A fala calma e baixa de Leonel rapidamente pode dar espaço a uma explosão de fúria tão intensa, que se torna mais do que simplesmente um ator que sabe ir de 0 a 100 em uma escala de intensidade. Ele sabe com detalhes fazer o 0, entende onde estão as potencialidades da condução neste lugar, da mesma maneira se tiver que fazer o oposto disso. Na verdade, é um ator de fala calma que compreende que isso potencializa os momentos que precisa ser expansivo, excessivo. É capaz de acessar tudo, na verdade.

Convidei Leonel para atuar no meu segundo curta-metragem, “O Tempo Passa”. Bom, por questões éticas não vou não vou falar muito, até porque seria estranho, mas dirigi-lo certamente foi especial, me ensinou muito como ator e diretor. Certamente tem muito a ensinar aos colegas do vídeo.



Taciano Soares

Notabilizado como diretor do Ateliê 23 – cia de teatro manauara com o trabalho mais ativo na cidade há alguns anos –, Taciano Soares é um ator intenso e assume força descomunal em situações cênicas extremas.

Anteriormente integrante da formação original da Cia Cacos de Teatro – grupo de jovens artistas que em poucos anos de atuação recebia convites e reconhecimento de publicações, dramaturgos, e diretores relevantes do Brasil –, é um dos criadores do Festival Breves Cenas, e uma figura consciente politicamente, assumindo responsabilidades através da sua função como artista.
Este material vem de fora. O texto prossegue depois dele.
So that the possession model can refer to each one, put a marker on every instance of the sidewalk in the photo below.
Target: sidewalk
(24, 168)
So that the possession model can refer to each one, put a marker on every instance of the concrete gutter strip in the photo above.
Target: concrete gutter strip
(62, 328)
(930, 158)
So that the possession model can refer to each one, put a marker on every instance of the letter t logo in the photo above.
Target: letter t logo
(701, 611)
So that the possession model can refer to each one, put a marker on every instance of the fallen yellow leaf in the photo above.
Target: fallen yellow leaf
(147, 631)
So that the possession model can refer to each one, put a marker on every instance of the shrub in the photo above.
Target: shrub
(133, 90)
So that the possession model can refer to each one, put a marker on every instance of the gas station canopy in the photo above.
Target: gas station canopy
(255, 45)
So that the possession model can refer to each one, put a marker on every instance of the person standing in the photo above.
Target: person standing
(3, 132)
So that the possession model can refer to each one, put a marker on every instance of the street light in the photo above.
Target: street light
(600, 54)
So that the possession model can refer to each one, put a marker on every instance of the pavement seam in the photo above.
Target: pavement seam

Mas, ao mesmo tempo, quando está em cena, parece que tudo isso dá lugar a um animal intuitivo, expressivo, que se comunica de maneira expansiva com o corpo e a voz,  vivenciando o que exprime. Poucos atores passam de maneira tão vibrante, tão verdadeira, o ato de rasgar a carne, se desnudar, tornando possível que o veja por completo, transbordando.

Taciano é o ator que mais bem consegue realizar algo dificílimo: a emoção exacerbada que não cai na gritaria, o choro dolorido que comove, na verdade, pelo pouco que segue sem se revelar, no que fica só para o intérprete. É um estilo de representação que muitos caminham, mas, que poucos são capazes de realizar com tanta potência.

Claro que tudo isso, ao mesmo tempo, é técnico. Como diretor e ator há mais de dez anos, Soares tem domínio da técnica, e é muito disciplinado na condução de seus processos. Mas, de forma inteligente, ele a usa para potencializar o sentimento, para o que aquece o corpo, usando os mecanismos como ferramentas seguras para buscar o que há de mais intuitivo, o que nos escapa sem controle, ao que temos de menos controlado na hora de expressar sentimentos.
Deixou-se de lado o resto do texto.